La présence à l’atelier n’est pas obligatoire pour les détenus. Mais il est bien rare qu’au bout de deux ou trois jours un khandjiste ne demande pas à s’associer à un travail qui fera passer plus vite les heures de sa réclusion, tout en lui rapportant un peu d’argent.

— Il faut voir, nous dit le gardien, avec quelle joie ils accueillent les jours de paie ! La plupart arrivent à réaliser un gain de 75 kopeks à 1 rouble par jour (1 fr. 50 à 2 francs). Beaucoup d’entre eux font parvenir une partie de cet argent à leur famille, se réservant seulement une petite somme pour leur sucre et leur tabac. Quelques-uns même se privent, économisant jusqu’au morceau de sucre de leur thé, afin d’envoyer davantage. Tous reconnaissent le mal que cause l’horrible boisson et se promettent bien de ne plus boire après l’expiration de leur peine. Je crois que l’outchastok en aura sauvé plus d’un.

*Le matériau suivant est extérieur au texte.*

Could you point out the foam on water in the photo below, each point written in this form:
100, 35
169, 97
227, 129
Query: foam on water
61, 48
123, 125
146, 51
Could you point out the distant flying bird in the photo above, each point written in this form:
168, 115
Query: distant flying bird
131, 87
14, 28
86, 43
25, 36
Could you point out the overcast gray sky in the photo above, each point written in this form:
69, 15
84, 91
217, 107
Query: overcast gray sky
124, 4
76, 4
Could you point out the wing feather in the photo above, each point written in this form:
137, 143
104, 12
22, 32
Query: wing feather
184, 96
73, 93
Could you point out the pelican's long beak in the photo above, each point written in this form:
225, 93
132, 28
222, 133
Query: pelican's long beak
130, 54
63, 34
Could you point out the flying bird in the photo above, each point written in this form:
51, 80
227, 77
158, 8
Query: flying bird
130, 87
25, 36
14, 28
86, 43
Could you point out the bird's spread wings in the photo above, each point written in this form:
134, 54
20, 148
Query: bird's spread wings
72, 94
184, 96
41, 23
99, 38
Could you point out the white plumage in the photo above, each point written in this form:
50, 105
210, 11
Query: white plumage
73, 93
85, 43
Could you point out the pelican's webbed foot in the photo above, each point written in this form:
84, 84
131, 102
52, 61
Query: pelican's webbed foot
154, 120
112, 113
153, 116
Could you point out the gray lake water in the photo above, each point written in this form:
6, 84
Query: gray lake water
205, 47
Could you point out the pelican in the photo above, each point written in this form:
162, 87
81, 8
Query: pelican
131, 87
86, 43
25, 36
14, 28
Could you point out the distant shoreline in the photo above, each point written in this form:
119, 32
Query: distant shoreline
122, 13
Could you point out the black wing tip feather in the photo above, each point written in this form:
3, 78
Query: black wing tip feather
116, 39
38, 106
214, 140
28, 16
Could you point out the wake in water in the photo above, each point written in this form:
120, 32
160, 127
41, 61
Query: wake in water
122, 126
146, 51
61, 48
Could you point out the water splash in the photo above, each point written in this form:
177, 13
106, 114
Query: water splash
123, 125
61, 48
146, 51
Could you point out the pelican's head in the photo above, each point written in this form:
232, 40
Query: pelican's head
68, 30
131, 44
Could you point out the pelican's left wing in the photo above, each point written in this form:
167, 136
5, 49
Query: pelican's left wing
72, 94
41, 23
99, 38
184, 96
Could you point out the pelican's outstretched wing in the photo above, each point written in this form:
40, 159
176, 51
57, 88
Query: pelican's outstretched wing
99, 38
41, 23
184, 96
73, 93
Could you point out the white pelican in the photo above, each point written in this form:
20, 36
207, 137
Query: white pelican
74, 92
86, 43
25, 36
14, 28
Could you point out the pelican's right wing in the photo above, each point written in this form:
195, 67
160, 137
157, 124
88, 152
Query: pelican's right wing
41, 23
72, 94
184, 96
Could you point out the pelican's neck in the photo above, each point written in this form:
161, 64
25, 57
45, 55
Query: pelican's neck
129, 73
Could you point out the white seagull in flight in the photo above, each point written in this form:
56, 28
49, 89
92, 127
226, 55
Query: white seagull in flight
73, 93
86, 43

Ainsi utilisé pour l’armée, le travail des khandjistes apporte avec lui un bénéfice double : bénéfice moral pour l’individu arraché à son vice, à sa paresse, rendu à sa dignité d’homme et devenu conscient de son utilité pour le service de la patrie ; bénéfice matériel pour la collectivité qui, plus que jamais, a besoin qu’aucune de ses forces ne soit perdue.